Szukałem troche na necie i ktoś zaproponował żeby zainstalować xmms-xmmsmplayer zamiast xmms-wma bo właściwie mplayer ma kodeki win32 wiec powinien jako wtyczka do xmmsa odtwarzac wma.

Na razie tego nie robie bo właściwie to xmms-wma mam zainstalowany i wma mi czyta tylko podczas revdep-rebuild chce się przekompilować bo krzyczy ,że ma uszkodzoną biblioteke no i wtedy się wywala.

----------

## Gabrys

A można wiedzieć do czego używasz xmms-a? Jest już wywalony z portage, więc może czas przejść na Audaciousa?

----------

## Nomen

 *Gabrys wrote:*   

> A można wiedzieć do czego używasz xmms-a? Jest już wywalony z portage, więc może czas przejść na Audaciousa?

 

Dlatego ,że audacious nei ma wtyczki media-plugins/xmms-kde  :Razz: 

Jak się pojawi to może przejde na niego  :Smile: 

----------

## kneczaj

Ja np używam xmms ponieważ płynniej się w nim lista odtwarzania przewija i jak się przesuwa okno to nie zostawia śladów  :Razz: 

----------

## Gabrys

A mi pod berylem aplikacje na GTK1 wywracają X-a albo Xgl-a  :Sad: .

----------

## Yatmai

 *Quote:*   

> A można wiedzieć do czego używasz xmms-a? Jest już wywalony z portage, więc może czas przejść na Audaciousa?

 

Nie czepiaj się chłopaka, sam próbuje się zaprzyjaźnić z Audaciousem, ale z każdym dniem coraz bardziej widzę, że to tania, niedopracowana podróbka Xmms'a  :Razz: 

Btw, musiałeś coś w konfiguracji skopać, bo mnie Xmms co prawda zajmuje troche procka przy berylu/xgl ale nie wpływa na stabilność  :Smile: 

----------

## Gabrys

 *Art.root wrote:*   

> Btw, musiałeś coś w konfiguracji skopać, bo mnie Xmms co prawda zajmuje troche procka przy berylu/xgl ale nie wpływa na stabilność 

 

No sam XMMS to nie wiem, bo nie mam, ale GTKtalog np. wywraca mi X-a albo Xgl-a.

----------

## backfire

Audacious jest za bardzo nie dopracowany, probowalem sie przesiasc na niego ale bez powodzenia, xmms kroloje nadal u mnie, teraz co prawda z overlaya jest bo ktos wyrzucil go z glonego portage  :Sad: 

----------

## Nomen

Wywaliłem xmms-wma i zainstalowałem xmmplayer.
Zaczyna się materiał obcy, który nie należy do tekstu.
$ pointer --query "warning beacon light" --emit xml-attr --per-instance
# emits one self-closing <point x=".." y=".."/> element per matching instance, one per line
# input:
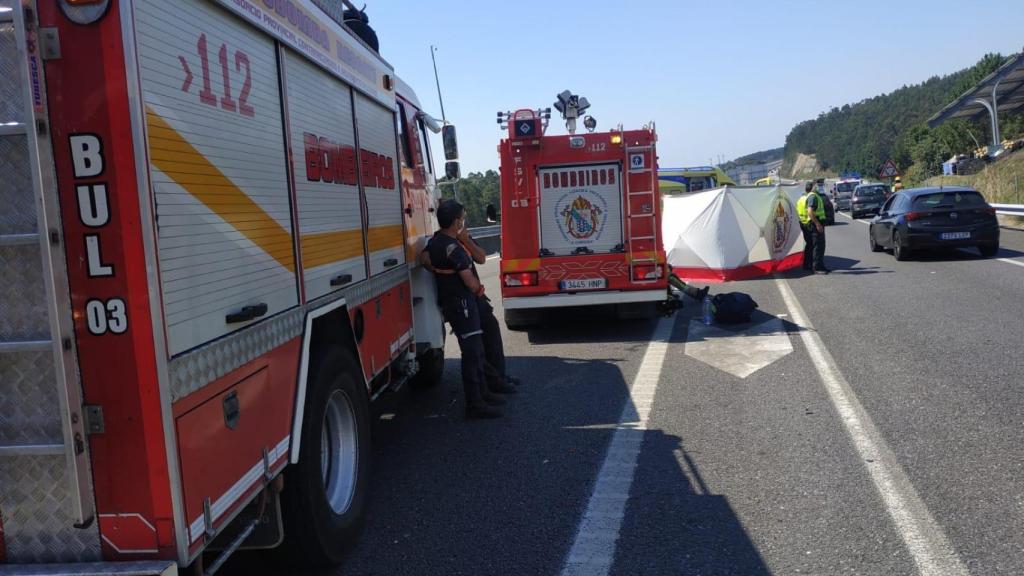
<point x="570" y="107"/>
<point x="524" y="123"/>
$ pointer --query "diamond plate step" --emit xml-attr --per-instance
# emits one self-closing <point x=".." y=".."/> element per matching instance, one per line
<point x="154" y="568"/>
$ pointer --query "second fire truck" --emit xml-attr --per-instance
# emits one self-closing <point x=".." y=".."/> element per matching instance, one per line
<point x="581" y="216"/>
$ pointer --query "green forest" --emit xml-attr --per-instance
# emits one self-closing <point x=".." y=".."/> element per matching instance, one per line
<point x="763" y="157"/>
<point x="861" y="136"/>
<point x="475" y="192"/>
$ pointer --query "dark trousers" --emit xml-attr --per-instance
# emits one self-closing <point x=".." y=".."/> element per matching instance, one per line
<point x="464" y="316"/>
<point x="814" y="247"/>
<point x="494" y="348"/>
<point x="808" y="245"/>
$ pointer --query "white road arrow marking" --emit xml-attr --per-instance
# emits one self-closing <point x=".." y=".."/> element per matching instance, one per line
<point x="739" y="354"/>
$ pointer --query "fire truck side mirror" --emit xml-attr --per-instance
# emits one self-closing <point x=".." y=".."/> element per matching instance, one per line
<point x="451" y="144"/>
<point x="452" y="170"/>
<point x="493" y="215"/>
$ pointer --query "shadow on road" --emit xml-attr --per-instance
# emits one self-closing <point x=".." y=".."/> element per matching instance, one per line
<point x="506" y="496"/>
<point x="592" y="325"/>
<point x="676" y="525"/>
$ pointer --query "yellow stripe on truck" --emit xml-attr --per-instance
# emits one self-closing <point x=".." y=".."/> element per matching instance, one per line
<point x="382" y="238"/>
<point x="172" y="154"/>
<point x="329" y="247"/>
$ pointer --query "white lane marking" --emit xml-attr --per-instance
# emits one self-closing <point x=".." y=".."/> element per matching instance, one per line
<point x="739" y="354"/>
<point x="594" y="547"/>
<point x="922" y="535"/>
<point x="1010" y="261"/>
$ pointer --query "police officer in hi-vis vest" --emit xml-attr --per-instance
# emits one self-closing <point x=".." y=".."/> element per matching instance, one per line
<point x="450" y="254"/>
<point x="811" y="211"/>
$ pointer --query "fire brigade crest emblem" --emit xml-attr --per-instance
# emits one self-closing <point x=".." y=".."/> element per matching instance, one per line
<point x="582" y="218"/>
<point x="781" y="217"/>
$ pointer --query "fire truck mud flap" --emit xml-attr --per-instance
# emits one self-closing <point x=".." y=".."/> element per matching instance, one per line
<point x="325" y="493"/>
<point x="148" y="568"/>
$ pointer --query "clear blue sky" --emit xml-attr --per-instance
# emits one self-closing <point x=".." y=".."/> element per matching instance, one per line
<point x="720" y="78"/>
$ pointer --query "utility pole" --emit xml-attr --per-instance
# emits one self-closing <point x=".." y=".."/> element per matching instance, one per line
<point x="438" y="82"/>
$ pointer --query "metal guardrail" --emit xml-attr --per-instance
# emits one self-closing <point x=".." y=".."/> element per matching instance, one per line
<point x="492" y="231"/>
<point x="1008" y="209"/>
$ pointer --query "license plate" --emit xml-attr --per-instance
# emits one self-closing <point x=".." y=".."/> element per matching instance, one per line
<point x="586" y="284"/>
<point x="955" y="236"/>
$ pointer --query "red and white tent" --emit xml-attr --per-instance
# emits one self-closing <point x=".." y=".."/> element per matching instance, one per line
<point x="732" y="233"/>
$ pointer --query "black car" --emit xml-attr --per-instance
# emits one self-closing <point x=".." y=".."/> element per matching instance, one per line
<point x="867" y="199"/>
<point x="934" y="218"/>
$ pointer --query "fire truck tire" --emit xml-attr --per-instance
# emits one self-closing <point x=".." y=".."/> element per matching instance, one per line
<point x="522" y="319"/>
<point x="326" y="492"/>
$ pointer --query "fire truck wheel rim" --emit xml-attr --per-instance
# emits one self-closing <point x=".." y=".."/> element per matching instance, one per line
<point x="339" y="449"/>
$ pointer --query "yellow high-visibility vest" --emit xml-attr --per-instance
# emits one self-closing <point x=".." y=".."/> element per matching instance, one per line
<point x="802" y="212"/>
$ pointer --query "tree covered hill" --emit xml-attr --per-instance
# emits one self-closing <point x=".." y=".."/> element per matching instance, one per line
<point x="862" y="135"/>
<point x="763" y="157"/>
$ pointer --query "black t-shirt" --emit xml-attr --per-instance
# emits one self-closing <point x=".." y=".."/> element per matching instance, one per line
<point x="449" y="258"/>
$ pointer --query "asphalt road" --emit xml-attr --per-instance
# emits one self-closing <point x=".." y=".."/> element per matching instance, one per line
<point x="869" y="421"/>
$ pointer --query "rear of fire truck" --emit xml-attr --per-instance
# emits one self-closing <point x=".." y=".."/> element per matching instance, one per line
<point x="581" y="217"/>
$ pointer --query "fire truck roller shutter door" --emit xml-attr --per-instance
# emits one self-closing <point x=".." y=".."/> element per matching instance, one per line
<point x="323" y="136"/>
<point x="581" y="208"/>
<point x="378" y="171"/>
<point x="218" y="168"/>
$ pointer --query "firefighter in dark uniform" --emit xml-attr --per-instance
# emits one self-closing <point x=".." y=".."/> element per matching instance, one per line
<point x="451" y="253"/>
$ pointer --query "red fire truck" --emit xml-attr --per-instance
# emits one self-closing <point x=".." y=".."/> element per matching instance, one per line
<point x="210" y="216"/>
<point x="580" y="217"/>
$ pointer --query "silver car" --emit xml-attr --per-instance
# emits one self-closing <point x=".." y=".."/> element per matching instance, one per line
<point x="842" y="195"/>
<point x="867" y="199"/>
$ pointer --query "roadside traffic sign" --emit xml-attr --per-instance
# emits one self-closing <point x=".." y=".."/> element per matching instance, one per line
<point x="888" y="170"/>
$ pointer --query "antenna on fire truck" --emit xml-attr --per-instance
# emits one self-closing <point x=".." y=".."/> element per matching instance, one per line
<point x="438" y="82"/>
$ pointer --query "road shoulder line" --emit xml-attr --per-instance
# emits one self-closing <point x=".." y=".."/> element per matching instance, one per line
<point x="593" y="550"/>
<point x="923" y="537"/>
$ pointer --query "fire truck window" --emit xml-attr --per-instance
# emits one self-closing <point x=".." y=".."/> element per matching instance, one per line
<point x="407" y="153"/>
<point x="428" y="162"/>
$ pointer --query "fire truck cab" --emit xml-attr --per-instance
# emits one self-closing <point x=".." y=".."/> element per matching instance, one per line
<point x="211" y="211"/>
<point x="580" y="217"/>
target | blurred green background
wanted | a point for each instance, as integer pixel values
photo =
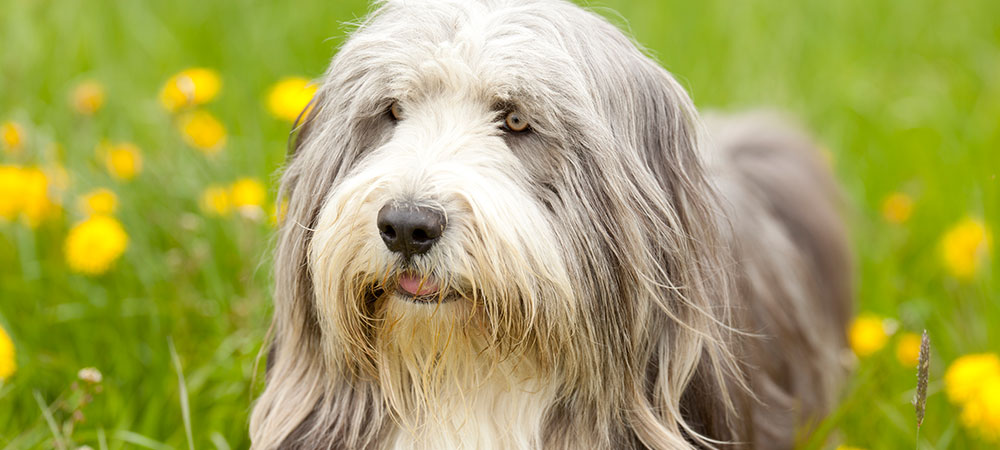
(905, 95)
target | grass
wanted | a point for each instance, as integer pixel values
(903, 94)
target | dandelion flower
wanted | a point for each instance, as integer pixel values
(11, 191)
(90, 375)
(123, 160)
(190, 87)
(203, 131)
(87, 97)
(982, 412)
(12, 137)
(8, 361)
(36, 202)
(897, 208)
(93, 245)
(867, 335)
(215, 200)
(965, 376)
(248, 193)
(99, 202)
(289, 97)
(964, 247)
(908, 349)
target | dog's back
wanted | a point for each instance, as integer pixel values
(790, 245)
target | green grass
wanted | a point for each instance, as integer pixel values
(905, 94)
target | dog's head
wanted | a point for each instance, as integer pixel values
(502, 182)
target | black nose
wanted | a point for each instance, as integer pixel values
(410, 229)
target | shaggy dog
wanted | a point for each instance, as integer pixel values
(508, 228)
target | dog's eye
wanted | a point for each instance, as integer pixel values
(395, 111)
(515, 121)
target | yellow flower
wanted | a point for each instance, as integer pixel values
(215, 200)
(8, 361)
(87, 97)
(964, 247)
(248, 193)
(867, 335)
(11, 191)
(191, 87)
(965, 376)
(289, 97)
(908, 349)
(203, 131)
(982, 412)
(36, 202)
(123, 160)
(897, 208)
(94, 244)
(12, 136)
(99, 202)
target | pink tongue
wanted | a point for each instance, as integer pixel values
(416, 285)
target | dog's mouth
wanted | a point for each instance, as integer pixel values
(422, 289)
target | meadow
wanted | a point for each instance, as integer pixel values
(140, 143)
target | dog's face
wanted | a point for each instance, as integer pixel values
(495, 183)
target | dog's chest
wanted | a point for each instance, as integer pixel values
(496, 415)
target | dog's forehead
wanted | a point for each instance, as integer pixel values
(498, 49)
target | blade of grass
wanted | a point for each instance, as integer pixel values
(50, 420)
(182, 387)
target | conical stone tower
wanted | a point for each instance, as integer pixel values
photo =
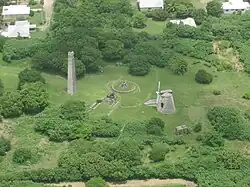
(165, 103)
(71, 74)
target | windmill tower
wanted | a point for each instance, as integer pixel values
(165, 100)
(71, 74)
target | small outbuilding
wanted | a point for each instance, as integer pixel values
(19, 29)
(181, 130)
(187, 21)
(145, 4)
(14, 11)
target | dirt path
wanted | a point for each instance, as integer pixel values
(48, 10)
(138, 183)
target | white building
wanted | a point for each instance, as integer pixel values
(187, 21)
(14, 11)
(20, 29)
(150, 4)
(235, 5)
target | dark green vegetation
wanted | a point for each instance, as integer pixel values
(54, 137)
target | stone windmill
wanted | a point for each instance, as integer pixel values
(71, 74)
(164, 101)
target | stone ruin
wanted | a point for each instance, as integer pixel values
(110, 98)
(124, 85)
(164, 101)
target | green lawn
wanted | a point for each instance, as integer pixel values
(191, 99)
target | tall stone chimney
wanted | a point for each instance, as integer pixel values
(71, 74)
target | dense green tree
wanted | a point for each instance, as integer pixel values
(35, 97)
(203, 77)
(22, 155)
(105, 127)
(214, 8)
(199, 15)
(139, 20)
(5, 146)
(213, 139)
(158, 152)
(113, 50)
(230, 160)
(138, 65)
(1, 87)
(29, 76)
(155, 126)
(96, 182)
(11, 104)
(73, 110)
(127, 150)
(228, 121)
(178, 65)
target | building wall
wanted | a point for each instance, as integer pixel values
(6, 17)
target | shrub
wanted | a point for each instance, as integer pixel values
(203, 77)
(22, 155)
(29, 76)
(32, 13)
(197, 127)
(105, 127)
(216, 92)
(11, 104)
(34, 98)
(73, 110)
(138, 66)
(96, 182)
(5, 146)
(247, 114)
(1, 88)
(213, 140)
(139, 20)
(227, 121)
(155, 126)
(246, 96)
(158, 152)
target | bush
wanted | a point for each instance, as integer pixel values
(11, 104)
(35, 98)
(139, 66)
(22, 155)
(29, 76)
(228, 121)
(73, 110)
(5, 146)
(155, 126)
(216, 92)
(203, 77)
(105, 127)
(139, 20)
(32, 13)
(158, 152)
(178, 65)
(197, 127)
(213, 140)
(247, 114)
(246, 96)
(96, 182)
(1, 88)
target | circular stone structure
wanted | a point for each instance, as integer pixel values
(123, 86)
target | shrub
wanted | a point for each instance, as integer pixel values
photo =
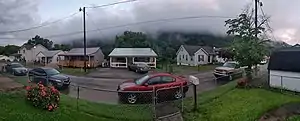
(45, 97)
(242, 83)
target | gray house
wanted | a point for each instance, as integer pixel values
(195, 55)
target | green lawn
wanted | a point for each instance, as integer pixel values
(14, 108)
(294, 118)
(75, 71)
(230, 104)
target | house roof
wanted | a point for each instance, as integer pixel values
(50, 53)
(133, 52)
(191, 49)
(80, 51)
(285, 60)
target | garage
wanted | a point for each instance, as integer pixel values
(284, 69)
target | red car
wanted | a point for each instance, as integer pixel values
(165, 85)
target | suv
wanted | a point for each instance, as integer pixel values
(229, 70)
(139, 67)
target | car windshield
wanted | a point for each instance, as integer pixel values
(230, 65)
(51, 71)
(16, 65)
(142, 80)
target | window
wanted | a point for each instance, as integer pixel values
(167, 79)
(154, 81)
(200, 58)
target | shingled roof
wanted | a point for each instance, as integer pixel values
(285, 60)
(192, 49)
(80, 51)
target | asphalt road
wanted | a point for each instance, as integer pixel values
(104, 89)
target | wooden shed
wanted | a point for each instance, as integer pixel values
(284, 69)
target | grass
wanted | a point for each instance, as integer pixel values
(75, 71)
(294, 118)
(14, 108)
(231, 104)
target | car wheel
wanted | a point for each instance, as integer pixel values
(178, 94)
(132, 98)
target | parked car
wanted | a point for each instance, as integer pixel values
(167, 86)
(229, 70)
(139, 67)
(49, 76)
(16, 69)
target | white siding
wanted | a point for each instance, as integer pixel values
(30, 55)
(200, 62)
(99, 57)
(285, 80)
(55, 57)
(183, 57)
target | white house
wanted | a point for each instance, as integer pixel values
(284, 69)
(121, 57)
(194, 55)
(49, 56)
(29, 52)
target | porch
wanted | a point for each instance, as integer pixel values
(122, 62)
(77, 61)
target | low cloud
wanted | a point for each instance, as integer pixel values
(284, 19)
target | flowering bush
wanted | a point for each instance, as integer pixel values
(242, 83)
(45, 97)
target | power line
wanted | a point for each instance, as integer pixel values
(138, 23)
(120, 2)
(39, 26)
(267, 23)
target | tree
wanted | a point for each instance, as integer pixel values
(247, 49)
(38, 40)
(131, 39)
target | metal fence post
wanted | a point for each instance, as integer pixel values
(154, 103)
(195, 97)
(77, 97)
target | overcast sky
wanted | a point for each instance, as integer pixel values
(20, 14)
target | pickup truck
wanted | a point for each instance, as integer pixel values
(229, 70)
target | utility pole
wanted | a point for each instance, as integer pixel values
(84, 37)
(256, 19)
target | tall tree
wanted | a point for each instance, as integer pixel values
(248, 50)
(39, 40)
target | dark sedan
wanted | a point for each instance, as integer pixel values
(16, 69)
(49, 76)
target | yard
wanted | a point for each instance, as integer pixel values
(14, 108)
(231, 104)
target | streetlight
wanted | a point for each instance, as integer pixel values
(84, 37)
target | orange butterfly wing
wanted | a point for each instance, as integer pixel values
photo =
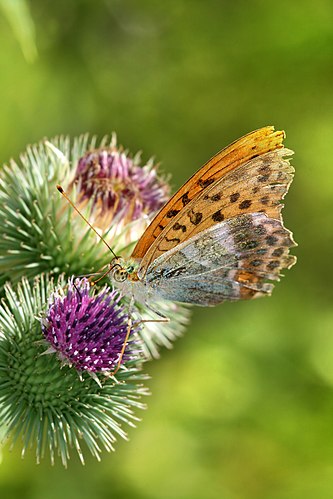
(230, 158)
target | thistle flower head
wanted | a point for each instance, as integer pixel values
(119, 187)
(87, 330)
(43, 403)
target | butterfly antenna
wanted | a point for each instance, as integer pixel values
(61, 190)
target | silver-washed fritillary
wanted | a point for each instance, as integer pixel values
(221, 236)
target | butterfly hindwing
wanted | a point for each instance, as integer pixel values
(232, 260)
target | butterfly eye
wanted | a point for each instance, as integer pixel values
(120, 274)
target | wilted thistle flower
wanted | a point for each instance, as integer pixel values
(43, 403)
(88, 331)
(118, 187)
Działa jak marzenie  :Smile: 

Jeszcze się trochę pobronię przed audaciousem.

Daję SOLVED bo rozwiązałem swój problem chociąż faktycznie xmms-wma nadal się wywala przy kompilacji.

----------

## Gabrys

A tak właściwie, to skąd miałeś tego xmms-wma? Z overlaya zugaina?

(A teraz przeczytacie to zdanie jeszcze raz i zobaczcie ilu słów z niego nie zrozumie zwykły człowiek  :Wink:  ).

----------

## Nomen

 *Gabrys wrote:*   

> A tak właściwie, to skąd miałeś tego xmms-wma? Z overlaya zugaina?
> 
> (A teraz przeczytacie to zdanie jeszcze raz i zobaczcie ilu słów z niego nie zrozumie zwykły człowiek  ).

 

Z kilku różnych miejsc, dlatego zrezygnowałem bo się wysypywały wszystkie.

Ostatnie 2 które pamietam to z betacomp-overlay oraz z tej stronki http://rapidshare.com/files/15960707/xmms.tar.gz.tar.bz2.html

W każdym razie temat dla mnie zakończony.

----------